SAN FRANCISCO (Reuters) - General Motors’ car-sharing program Maven, the auto giant’s latest foray into alternative transportation services, has expanded into San Francisco, marking its ninth market since launching in January, the company announced Thursday.
Maven’s entry into one of the nation’s leading technology hubs puts it squarely in competition a number of car-sharing programs such as Zipcar and Getaround that are already popular in the city.
Maven's markets now include Boston, Chicago, Los Angeles, New York and Washington, D.C., among other cities. The quick growth signals General Motors' GM.N aggressive push to cater to millennials and urban professionals who do not want the burden of car ownership.
“Either GM spends money to convince someone who doesn’t want a car to buy a car, or spends it getting into another business,” said Dan Grossman, Maven’s chief operating officer.
Maven buys cars from GM and pays for the maintenance, repair and gas. In addition to the revenue from the sale of cars to Maven, GM will reap the profits from Maven’s car-sharing business. The cost of renting a car starts at $8 per hour.

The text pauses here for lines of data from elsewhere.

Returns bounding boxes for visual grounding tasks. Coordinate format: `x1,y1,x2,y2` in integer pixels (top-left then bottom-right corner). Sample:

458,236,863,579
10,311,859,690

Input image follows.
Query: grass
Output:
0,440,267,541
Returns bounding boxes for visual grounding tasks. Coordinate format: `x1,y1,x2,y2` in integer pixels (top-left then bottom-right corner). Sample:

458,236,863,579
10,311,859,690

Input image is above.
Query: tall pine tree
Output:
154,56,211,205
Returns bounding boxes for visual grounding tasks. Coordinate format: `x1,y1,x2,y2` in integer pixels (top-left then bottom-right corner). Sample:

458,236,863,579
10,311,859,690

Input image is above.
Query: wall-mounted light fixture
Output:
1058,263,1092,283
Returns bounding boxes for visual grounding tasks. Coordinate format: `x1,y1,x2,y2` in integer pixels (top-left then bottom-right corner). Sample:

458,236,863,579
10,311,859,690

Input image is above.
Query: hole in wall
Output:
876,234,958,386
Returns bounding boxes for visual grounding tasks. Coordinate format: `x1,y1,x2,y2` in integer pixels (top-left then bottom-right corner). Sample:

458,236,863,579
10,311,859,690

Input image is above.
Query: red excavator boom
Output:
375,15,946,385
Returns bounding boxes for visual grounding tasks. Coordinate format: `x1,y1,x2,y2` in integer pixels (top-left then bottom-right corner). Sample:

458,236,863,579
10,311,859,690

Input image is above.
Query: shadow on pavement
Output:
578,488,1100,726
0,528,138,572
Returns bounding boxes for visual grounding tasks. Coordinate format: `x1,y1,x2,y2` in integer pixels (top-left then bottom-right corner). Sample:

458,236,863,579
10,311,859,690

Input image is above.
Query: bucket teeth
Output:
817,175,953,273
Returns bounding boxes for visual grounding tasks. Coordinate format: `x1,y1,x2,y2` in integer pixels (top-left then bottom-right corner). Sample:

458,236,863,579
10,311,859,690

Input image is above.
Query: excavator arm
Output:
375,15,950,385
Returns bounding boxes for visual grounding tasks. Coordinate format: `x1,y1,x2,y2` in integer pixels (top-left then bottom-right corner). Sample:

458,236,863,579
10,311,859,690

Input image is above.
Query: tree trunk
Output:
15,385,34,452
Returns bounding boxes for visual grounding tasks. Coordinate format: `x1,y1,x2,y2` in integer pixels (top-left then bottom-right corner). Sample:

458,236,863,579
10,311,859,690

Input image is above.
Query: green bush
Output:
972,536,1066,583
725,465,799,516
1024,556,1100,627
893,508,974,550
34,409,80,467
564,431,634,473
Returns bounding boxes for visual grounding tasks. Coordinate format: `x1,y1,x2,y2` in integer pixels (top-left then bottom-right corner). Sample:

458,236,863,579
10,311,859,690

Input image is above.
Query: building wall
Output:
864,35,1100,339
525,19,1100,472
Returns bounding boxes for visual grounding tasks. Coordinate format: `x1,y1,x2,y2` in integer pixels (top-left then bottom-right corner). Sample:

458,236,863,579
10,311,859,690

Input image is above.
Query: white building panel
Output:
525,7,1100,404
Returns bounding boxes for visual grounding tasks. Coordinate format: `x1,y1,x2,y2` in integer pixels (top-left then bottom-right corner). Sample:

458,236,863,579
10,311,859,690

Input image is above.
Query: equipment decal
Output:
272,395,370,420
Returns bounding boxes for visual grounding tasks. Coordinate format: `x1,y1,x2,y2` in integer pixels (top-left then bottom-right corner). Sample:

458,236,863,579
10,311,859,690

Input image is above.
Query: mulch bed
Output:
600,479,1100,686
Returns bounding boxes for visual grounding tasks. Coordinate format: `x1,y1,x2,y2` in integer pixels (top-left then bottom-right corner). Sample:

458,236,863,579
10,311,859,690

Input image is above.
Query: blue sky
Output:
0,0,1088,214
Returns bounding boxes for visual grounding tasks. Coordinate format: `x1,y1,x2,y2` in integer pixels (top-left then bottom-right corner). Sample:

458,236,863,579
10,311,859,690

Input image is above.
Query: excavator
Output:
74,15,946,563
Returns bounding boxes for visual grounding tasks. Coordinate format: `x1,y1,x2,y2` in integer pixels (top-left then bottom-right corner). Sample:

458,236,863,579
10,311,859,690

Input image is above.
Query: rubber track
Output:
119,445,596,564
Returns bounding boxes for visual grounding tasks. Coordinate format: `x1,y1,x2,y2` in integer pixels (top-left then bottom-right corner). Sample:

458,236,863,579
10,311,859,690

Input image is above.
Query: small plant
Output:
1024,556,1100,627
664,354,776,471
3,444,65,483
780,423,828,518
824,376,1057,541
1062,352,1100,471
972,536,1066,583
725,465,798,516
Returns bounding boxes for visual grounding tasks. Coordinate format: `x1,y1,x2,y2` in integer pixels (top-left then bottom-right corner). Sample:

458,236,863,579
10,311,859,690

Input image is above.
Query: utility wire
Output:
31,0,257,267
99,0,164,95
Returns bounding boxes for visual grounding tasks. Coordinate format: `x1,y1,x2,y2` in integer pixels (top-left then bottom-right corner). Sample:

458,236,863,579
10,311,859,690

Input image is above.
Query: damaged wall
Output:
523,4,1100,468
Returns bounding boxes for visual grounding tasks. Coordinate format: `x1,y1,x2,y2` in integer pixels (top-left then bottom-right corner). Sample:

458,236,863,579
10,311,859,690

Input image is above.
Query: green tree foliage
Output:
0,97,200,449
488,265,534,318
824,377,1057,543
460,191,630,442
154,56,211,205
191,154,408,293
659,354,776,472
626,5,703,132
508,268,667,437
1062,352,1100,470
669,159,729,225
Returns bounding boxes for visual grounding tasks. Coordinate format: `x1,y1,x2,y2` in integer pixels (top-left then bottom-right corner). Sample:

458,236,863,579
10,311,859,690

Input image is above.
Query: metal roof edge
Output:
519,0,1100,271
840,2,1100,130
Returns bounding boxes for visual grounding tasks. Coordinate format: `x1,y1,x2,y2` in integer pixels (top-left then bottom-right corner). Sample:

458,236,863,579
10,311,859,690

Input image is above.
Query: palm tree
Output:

The company touts its technological sophistication as an advantage over competitors such as Zipcar. Customers can reserve a car via an app and use their smartphone to unlock and start their vehicle. Grossman said more than 12,000 car reservations have been made to date.
While GM aims to appeal to drivers who do not want to own cars, the company also hopes Maven will introduce new car models - such as the all-electric Bolt - to customers who could be convinced to make a purchase.
GM earlier this year also launched a car loan program with ride-sharing service Lyft, allowing Lyft drivers to lease cars for a week at a time. GM invested $500 million in Lyft in January; it owns 9 percent of the startup.
Maven acquired patents from Sidecar, a San Francisco ride-hailing service that shut down last year.